La mise en examen d’un père de famille pour violences sexuelles sur trente-quatre enfants a bouleversé le village de Lucenay, dans le Rhône. Les habitants sont sous le choc.
À Lucenay, village paisible situé dans le Beaujolais, « tout le monde se méfie désormais d’autrui » depuis l’arrestation d’un père de famille accusé d’agressions sexuelles sur trente-quatre jeunes garçons, rapportent les résidents. « Cette tragédie a laissé des séquelles profondes », déclare Sébastien, 43 ans, venu chercher ses enfants à l'école. « Il a fallu trouver les bons mots pour expliquer ce qui s'est produit », ajoute-t-il.
Début 2025, un parent d'élève de cet établissement a été mis en examen pour viols sur trois jeunes garçons scolarisés sur place, comme l’avait révélé Le Progrès. Après une année d’enquêtes et des plaintes supplémentaires, l’homme a été de nouveau mis en examen en avril.
« C’est un sujet tabou, les gens évitent d’en parler »
En tout, trente-quatre garçons âgés de 2 à 9 ans sont concernés, a précisé la procureure de Villefranche-sur-Saône, Laetitia Francart. Ce quadragénaire capturait ces atrocités en vidéo : les enquêteurs ont analysé 127 enregistrements et 197 images illustrant des abus sur ces enfants, qu’ils soient endormis ou éveillés. Le suspect, qui a reconnu une majorité des accusations, se trouve toujours en détention.
Entre 2020 et 2024, l'individu impliqué, dans le secteur cinématographique, a côtoyé les enfants lors d’anniversaires ou de soirées pyjama à son domicile. La fille de Sébastien était dans la même classe. « Cela a été un avantage qu’elle ait été une fille, donc absente de ces rassemblements », observe-t-il. Le suspect vivait avec sa compagne et ses deux enfants à Lucenay, et paraissait, selon Christian Gaillard, 73 ans, « tout à fait ordinaire ».
« Une colère froide »
Lucenay, village viticole de 2 000 habitants situé à une trentaine de kilomètres de Lyon, est en proie à une atmosphère de méfiance. « Ici, tout le monde se connaît, et ce sujet reste tabou », confie une jeune femme avant de monter dans le bus. L’affaire a éclaté en hiver 2024, lorsque des enfants ont révélé à leurs parents ce que ce père leur avait infligé, entraînant des plaintes. « C’était insupportable », se remémore Christian Gaillard, devant l’école primaire. « Désormais, dès qu’un enfant se renferme, on s’interroge », ajoute-t-il. Les parents prennent maintenant des précautions extrêmes lors des anniversaires ou des soirées pyjama.
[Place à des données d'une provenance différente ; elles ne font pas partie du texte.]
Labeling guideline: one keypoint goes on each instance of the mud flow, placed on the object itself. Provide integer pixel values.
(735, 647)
Le village de Lucenay était déjà perturbé avant la publication de l’enquête du Monde qui révélait l’étendue inquiétante de cette affaire. Cette enquête a mis en lumière les actes répréhensibles de cet homme, qui a tenté de mettre fin à ses jours avant d’être arrêté. La communauté éprouve une « colère froide », reconfirme Sébastien.
Des parents « tenus dans l’ignorance »
Me Marine Régnier, avocate de deux familles touchées, a déploré que des parents aient été « tenus dans l’ignorance pendant des mois sur les épreuves de leurs enfants ». « Accepter que là où se trouve un enfant, un pédocriminel peut rôder est dévastateur », souligne également Me Jean Sannier, représentant d'autres parents et de l’association Innocence en danger. Même si l’individu semblait être « charmant et apprécié comme le bon père de famille », il a laissé une empreinte indélébile dans la communauté.
Selon la Commission indépendante sur l’inceste et les violences sexuelles faites aux enfants (Ciivise), environ 160 000 enfants sont touchés chaque année par des abus sexuels en France.